Statt blind den Weisungen Pekings zu folgen, sollte die frühere britische Kronkolonie ihr Common Law verteidigen.

Wie so häufig in der jüngsten Vergangenheit fiel die Reaktion der Hongkonger Regierung auch diesmal so plump und aggressiv aus, als hätte sie bei den Machthabern in Peking abgeschaut. Kaum hatte Jonathan Sumption, ein Richter aus Grossbritannien am höchsten Gericht Hongkongs, Anfang Juni seinen Rückzug angekündigt, holte John Lee zu einer Breitseite gegen das Ausland aus.

«Einige britische Beamte und Politiker versuchen, den Einfluss Grossbritanniens auf den Rechtsstaat als Waffe zu benutzen, um China und Hongkong anzugreifen», sagt der Hongkonger Regierungschef und verbat sich eine «offene Einmischung durch eine bestimmte Anzahl von Ländern».

China im Kampf gegen feindlich gesinnte Länder. So geht schon seit Jahren die Rhetorik aus Peking, in jüngster Zeit aber auch immer häufiger aus dem einst weltoffenen, toleranten und demokratischen Hongkong.

Chief Executive of Hong Kong condemns British judge’s resignation | BBC News

Jonathan Sumption war von seinem Richterposten in der früheren britischen Kronkolonie zurückgetreten, weil er fürchtet, Hongkong werde «allmählich zu einem totalitären Staat». Der Brite nannte zur Untermauerung seines Entscheids ausdrücklich das von der chinesischen Regierung vor vier Jahren in Hongkong eingeführte Gesetz zur nationalen Sicherheit.
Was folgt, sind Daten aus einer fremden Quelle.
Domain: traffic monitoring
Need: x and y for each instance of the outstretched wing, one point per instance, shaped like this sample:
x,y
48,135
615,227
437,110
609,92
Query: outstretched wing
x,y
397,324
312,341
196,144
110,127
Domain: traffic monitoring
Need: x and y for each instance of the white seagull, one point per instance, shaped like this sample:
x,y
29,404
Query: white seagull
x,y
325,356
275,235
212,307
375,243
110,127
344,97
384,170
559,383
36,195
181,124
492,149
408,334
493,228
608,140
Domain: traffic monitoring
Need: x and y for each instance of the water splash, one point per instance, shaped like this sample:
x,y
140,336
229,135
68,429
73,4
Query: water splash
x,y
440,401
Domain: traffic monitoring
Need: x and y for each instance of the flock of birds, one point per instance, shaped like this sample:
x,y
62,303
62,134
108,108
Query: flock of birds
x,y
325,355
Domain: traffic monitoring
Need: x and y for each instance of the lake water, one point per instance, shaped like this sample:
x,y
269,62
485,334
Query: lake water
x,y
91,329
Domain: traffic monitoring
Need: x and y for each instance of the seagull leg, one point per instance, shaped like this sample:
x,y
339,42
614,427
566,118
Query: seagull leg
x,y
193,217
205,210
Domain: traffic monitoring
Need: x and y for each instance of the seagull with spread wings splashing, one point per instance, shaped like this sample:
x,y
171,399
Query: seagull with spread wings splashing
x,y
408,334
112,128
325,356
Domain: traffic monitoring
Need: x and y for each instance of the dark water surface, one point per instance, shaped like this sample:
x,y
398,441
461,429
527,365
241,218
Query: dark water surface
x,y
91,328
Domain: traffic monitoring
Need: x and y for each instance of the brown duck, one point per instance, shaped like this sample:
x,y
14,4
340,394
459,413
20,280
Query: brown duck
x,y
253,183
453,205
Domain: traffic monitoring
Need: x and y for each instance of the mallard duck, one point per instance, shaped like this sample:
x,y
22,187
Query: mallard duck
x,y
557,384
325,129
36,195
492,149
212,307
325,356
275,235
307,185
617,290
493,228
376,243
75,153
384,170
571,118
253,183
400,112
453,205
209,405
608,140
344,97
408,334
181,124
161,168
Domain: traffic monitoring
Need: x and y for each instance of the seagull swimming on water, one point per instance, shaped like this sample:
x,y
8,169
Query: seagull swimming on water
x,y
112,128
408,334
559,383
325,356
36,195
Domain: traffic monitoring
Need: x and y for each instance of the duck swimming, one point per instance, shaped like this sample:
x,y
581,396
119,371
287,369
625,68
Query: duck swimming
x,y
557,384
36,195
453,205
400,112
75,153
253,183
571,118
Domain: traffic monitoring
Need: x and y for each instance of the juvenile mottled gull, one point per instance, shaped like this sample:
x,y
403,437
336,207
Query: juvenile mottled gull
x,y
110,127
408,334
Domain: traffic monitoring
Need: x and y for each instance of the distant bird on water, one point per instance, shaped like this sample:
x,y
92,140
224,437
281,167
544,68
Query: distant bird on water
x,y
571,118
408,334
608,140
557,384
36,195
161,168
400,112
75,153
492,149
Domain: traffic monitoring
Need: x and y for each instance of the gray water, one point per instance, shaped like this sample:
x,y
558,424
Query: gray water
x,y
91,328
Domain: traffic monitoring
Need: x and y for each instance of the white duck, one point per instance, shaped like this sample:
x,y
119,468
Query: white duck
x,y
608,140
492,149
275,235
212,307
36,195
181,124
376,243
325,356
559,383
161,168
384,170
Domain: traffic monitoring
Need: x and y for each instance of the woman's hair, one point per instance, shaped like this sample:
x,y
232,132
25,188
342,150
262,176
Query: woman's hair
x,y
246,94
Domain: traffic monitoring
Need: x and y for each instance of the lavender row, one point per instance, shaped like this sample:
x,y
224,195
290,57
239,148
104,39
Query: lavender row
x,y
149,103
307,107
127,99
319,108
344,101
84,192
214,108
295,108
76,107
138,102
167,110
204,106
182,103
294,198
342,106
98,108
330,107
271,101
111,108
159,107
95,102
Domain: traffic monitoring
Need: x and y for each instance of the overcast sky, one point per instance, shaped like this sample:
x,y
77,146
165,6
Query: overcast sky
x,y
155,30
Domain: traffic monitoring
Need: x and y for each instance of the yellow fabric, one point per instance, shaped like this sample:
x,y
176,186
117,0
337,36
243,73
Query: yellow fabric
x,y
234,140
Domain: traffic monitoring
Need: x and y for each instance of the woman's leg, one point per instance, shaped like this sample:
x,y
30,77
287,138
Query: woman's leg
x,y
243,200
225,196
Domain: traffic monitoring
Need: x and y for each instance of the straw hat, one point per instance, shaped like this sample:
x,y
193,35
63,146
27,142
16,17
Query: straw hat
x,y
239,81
Ende Mai hatte das Gericht in West Kowloon vierzehn Demokratieaktivisten auf der Grundlage des Pekinger Paragrafenwerks der Untergrabung der Staatsgewalt für schuldig befunden. Ihr Vergehen: Sie hatten im Jahr 2020 Vorwahlen für die im darauffolgenden Jahr stattfindenden Wahlen zum Hongkonger Parlament abgehalten, eine von der Hongkonger Mini-Verfassung, dem Basic Law, garantierte Praxis.

Für Sumption waren die Richtersprüche eine Ohrfeige für den Rechtsstaat. Hätten die Organisatoren der Vorwahlen ihre Kandidaten tatsächlich ins Parlament gebracht, hätten sie – eine Mehrheit vorausgesetzt – den Regierungschef zum Rücktritt zwingen können. Ein in den Augen Pekings unerhörter Vorgang, in echten Demokratien dagegen Normalität.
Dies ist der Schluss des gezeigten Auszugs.